Die Kläger sind Miteigentümer eines Hausgrundstücks, das 2004 aus der Verschmelzung von zwei früher eigenständigen Grundstücken entstanden war, so das Gericht zum Sachverhalt. Dieses neu entstandene Grundstück von 703 m² Größe ging schließlich im Rahmen eines Bodenordnungsverfahrens unter; im Miteigentum der Kläger wurde stattdessen ein 752 m² großes Flurstück gebildet. Als Zeitpunkt des Eintritts des  neuen Rechtszustands und damit der rechtlichen Wirkungen des Teilbodenordnungsverfahrens setzte das Staatliche Amt für Landwirtschaft und Umwelt Westmecklenburg mit einer Ausführungsanordnung den 1. Oktober 2014 fest. In den Gründen dafür wird u. a. ausgeführt, dass der Teilbodenordnungsplan vom 3. Februar 2012 unanfechtbar sei. Das Grundbuchblatt wurde im Bestandsverzeichnis dem entsprechend im September 2015 berichtigt.

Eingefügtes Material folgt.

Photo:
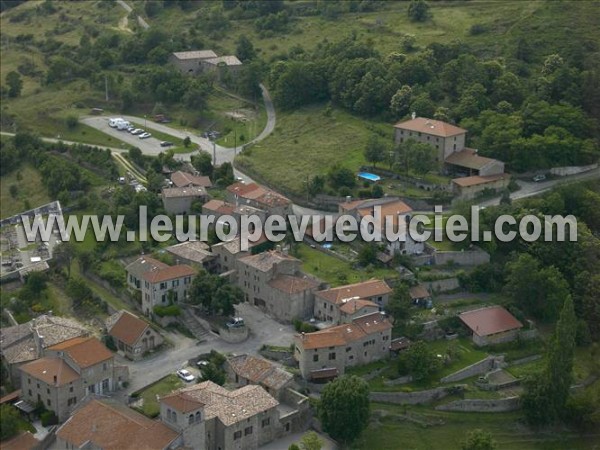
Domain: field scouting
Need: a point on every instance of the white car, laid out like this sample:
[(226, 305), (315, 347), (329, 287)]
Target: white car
[(185, 375)]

Gemeinde erhebt Anschaffungs-
und Herstellungsbeitrag

Im Jahr 2013 erhob die Gemeinde mit einem Bescheid über den Anschaffungs- und Herstellungsbeitrag Schmutzwasser von den Eigentümern für das Grundstück - erneut - einen Beitrag, diesmal in Höhe von 2.179 Euro. Angerechnet aus einem „Erschließungsvertrag“ wurden dabei 1.082 Euro, sodass noch ein Zahlungsgebot in Höhe von 1.096 Euro festgesetzt wurde.

Die Eigentümer erhoben daraufhin Klage, mit der sie beantragten, den Bescheid  Das Verwaltungsgericht ist der Argumentation der Eigentümer gefolgt. Der Bescheid über den Anschaffungs- und Herstellungsbeitrag Schmutzwasser aus dem Jahr 2013 sei schon deshalb rechtswidrig, da zum Zeitpunkt seines Erlasses die sachliche Anschlussbeitragspflicht im Hinblick auf das Grundstück noch nicht entstanden war, heißt es in dem Urteil.

Neuer Rechtszustand muss
an Stelle des bisherigen treten

Dem habe das damals bereits eingeleitete, aber noch nicht abgeschlossene Teilbodenordnungsverfahren in der Gemeinde entgegengestanden. Davon betroffene Grundstücke verlieren dem Gericht zufolge zwar nicht von Beginn an ihre rechtliche Existenz, aber die Dauerhaftigkeit ihres Bestands und damit ihrer Größe würden in Frage gestellt. Es handelt sich gleichsam um „sterbende Grundstücke“, denen der „Todesstoß“ mit Abschluss des Bodenordnungsverfahrens bzw. dem Eintritt seiner Rechtswirkungen gesetzt werde. Die sachliche Beitragspflicht entstehe in einem solchen Fall erst, wenn die Dauerhaftigkeit des Vorteils sichergestellt sei. Erst damit trete der neue Rechtszustand an die Stelle des bisherigen und das neu gebildete Grundstück werde dem Eigentümer zugeordnet.